Não deixa de ser uma ironia para um país que criou o sistema justamente para, por meio dele,
banir a política em nome do direito.

Fontes primárias:
9
Embora empregue imprecisamente o conceito de “política” em seus textos, no que se refere à natureza da
dimensão judicial (a carga é empregada no sentido negativo, como sinônimo de “discricionariedade”, mas numa
chave positiva, quando “domada” pelos princípios), o fato é que Dworkin aqui faz uma habilidosa defesa da
decisão judicial como devendo ser simultaneamente política, mas não-discricionária. Ele sustenta a necessidade
de se superar a hermenêutica positivista, cujas tentativas de recuperar a intenção histórica do legislador mal
ocultariam a dimensão política da decisão judicial sob a capa da aparente neutralidade do julgador.

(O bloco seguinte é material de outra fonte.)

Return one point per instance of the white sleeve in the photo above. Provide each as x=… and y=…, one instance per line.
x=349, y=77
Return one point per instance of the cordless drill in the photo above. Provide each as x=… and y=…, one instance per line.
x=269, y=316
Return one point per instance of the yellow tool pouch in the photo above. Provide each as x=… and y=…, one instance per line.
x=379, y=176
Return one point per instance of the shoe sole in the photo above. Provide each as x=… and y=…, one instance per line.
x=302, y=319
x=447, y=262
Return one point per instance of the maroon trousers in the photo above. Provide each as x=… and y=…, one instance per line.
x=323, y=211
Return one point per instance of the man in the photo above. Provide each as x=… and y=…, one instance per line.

Reivindicando assim a assunção, pelo juiz, de um papel abertamente político, Dworkin evita, entretanto, recair
no puro realismo jurídico esposado nesta matéria pelo próprio Kelsen, para quem, nos casos difíceis, o juiz fica
livre para decidir conforme suas preferências pessoais. Para o jurista austríaco, a crença em valores universais de
justiça traduziria uma nostalgia do direito natural, perfeita “ilusão da justiça” (KELSEN, 2000). Para Dworkin,
porém, é perfeitamente possível decidir de forma política e não-discricionária, a partir do momento em que o juiz
deve recorrer aos princípios políticos que caracterizam a ordem liberal democrática em que se insere o
ordenamento jurídico. Naturalmente, Dworkin não tem qualquer comprometimento com teorias puramente
jurídicas, propondo abertamente a integração da atividade jurisdicional à ordem política liberal e democrática.
Assim, à pergunta sobre a possibilidade de haver uma única resposta certa para os casos controversos, ele
responde afirmativamente, negando a discricionariedade do julgador. A decisão judicial é assim
simultaneamente política e não-discricionária (DWORKIN, 2001). Seja como for, Dworkin está no terreno do
wishful thinking ao propor que a decisão judicial siga os parâmetros por ele propostos, exatamente porque os
julgadores, na prática, tendem a agir de modo discricionário.